二年後の安政五年から一年間は、安政の大獄という尊王攘夷を唱える人たちなどをものすごい勢いで弾圧するという物騒な事件が起きます。
きっとたぶん、安政という年代は徳川の時代が弱体化して暗く物騒で不安定な時代だったのではないでしょうか。
そんな時代でも、歌舞伎界は頑張っていたんですね。この時代、けっこう今に残る素晴らしい長唄が作曲されています。
十世杵屋六左衛門は、九世杵屋六左衛門の次男。幼名が吉之丞。その後杵屋三郎助を名乗り、1830年(天保元年)に杵屋六左衛門を襲名する。
『石橋』『外記猿』『傀儡師』といった外記節復興を目論んだ曲を残している。
外記節とは、江戸古浄瑠璃の一派。薩摩浄雲の門流、薩摩外記直政によって始められ、貞享年間(1684~88)に広く愛された。歌舞伎(かぶき)に進出して荒事に多く用いられ、豪放な性格を有するが、50年ほどのうちに廃れてしまったもの。

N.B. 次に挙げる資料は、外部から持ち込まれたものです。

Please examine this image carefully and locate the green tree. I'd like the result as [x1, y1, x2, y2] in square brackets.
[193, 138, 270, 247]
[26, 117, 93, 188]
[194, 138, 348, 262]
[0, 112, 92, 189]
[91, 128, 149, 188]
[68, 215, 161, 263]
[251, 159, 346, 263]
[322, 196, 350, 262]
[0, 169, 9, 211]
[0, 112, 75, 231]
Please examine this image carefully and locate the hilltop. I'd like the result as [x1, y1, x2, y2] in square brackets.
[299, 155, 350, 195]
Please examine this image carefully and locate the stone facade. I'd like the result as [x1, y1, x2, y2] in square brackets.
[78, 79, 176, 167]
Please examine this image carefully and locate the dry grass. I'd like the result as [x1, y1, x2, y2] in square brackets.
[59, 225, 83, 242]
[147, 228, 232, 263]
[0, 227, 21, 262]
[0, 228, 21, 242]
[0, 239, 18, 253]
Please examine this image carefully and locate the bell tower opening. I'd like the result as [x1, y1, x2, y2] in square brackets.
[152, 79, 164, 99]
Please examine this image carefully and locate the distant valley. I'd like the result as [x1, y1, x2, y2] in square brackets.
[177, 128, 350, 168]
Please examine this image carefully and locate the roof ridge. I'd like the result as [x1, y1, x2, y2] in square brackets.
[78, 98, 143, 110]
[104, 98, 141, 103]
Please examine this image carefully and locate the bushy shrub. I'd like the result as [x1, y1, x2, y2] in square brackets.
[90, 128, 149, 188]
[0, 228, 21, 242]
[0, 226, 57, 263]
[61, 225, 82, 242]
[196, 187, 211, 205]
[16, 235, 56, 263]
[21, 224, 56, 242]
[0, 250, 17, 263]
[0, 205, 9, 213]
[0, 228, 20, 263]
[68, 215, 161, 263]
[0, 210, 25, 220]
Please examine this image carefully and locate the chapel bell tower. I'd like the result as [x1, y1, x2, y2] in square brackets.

それを再び立て直そうと六左衛門は考えたようだ。
この『翁千歳三番叟』も『外記三番』と言われている。
さてこの曲は長唄の三番叟ものの中で一番格調が高い曲とされている。
もともと能の『翁』をもとにできている三番叟もの。この『翁千歳三番叟』の歌詞はほとんど能と同じなのだそうだ。
(能の『翁』を観たことがないので実際のところ分からないのですが・・・)
能の『翁』は、土着的芸能で催されているものを謡曲化したもの。ご祈祷色の強いもので神聖なるものと扱われている。
能の世界では、「翁」を演ずるものは別火というお清めをして臨むのだそうです。
穢れを忌んで穢れたものと炊事の火をともにしないという禊だそうです。別火の期間は妻であっても穢れものである女性に接してはならない。また、喪中のものも穢れたものなので接してはならないそうです。
当日、楽屋には「別火」と張り紙がされ、女人禁制となるそうです。
・・・そこまでするかの固苦しさ。
歌舞伎は、この固苦しさを和らげたいとして、三番叟にターゲットを変更するという工夫をしたそうです。
だから、どの曲も『○○三番叟』なのだそうです。
格式の高さといえば・・・能ほどではないけれど、色々ほかの長唄では見られない儀式的な事にお目に掛れる曲です。
例えば
普段、囃子方が白扇を持って舞台に出ることってないと思うのですが、この曲では小鼓方の方々は白扇を持って登場するらしい。
ネット検索したら、その昔、『翁千歳三番叟』は『切腹三番叟』と呼ばれていたらしい。失敗したら、その場で「すみません」と切腹しなきゃいけなかったのだそうです。で、脇差携帯で舞台に上がっていたそうな。と本当か嘘かみたいな記事を発見した。で、その脇差の名残が白扇なんですって。
※のちのち人から聞いた話では、その白扇をどちらに置くかよくもめるそうです。
戦闘態勢で脇に刀を置く場合は、すぐに刀を抜けるように左側に置きます。でも、普通は右に置きます。時代劇を見て観てください。右に置いています。あれは「あなたに敵意はない」という礼儀なのだそうです。
ですから、想像ですが・・・置くのは右だと思います。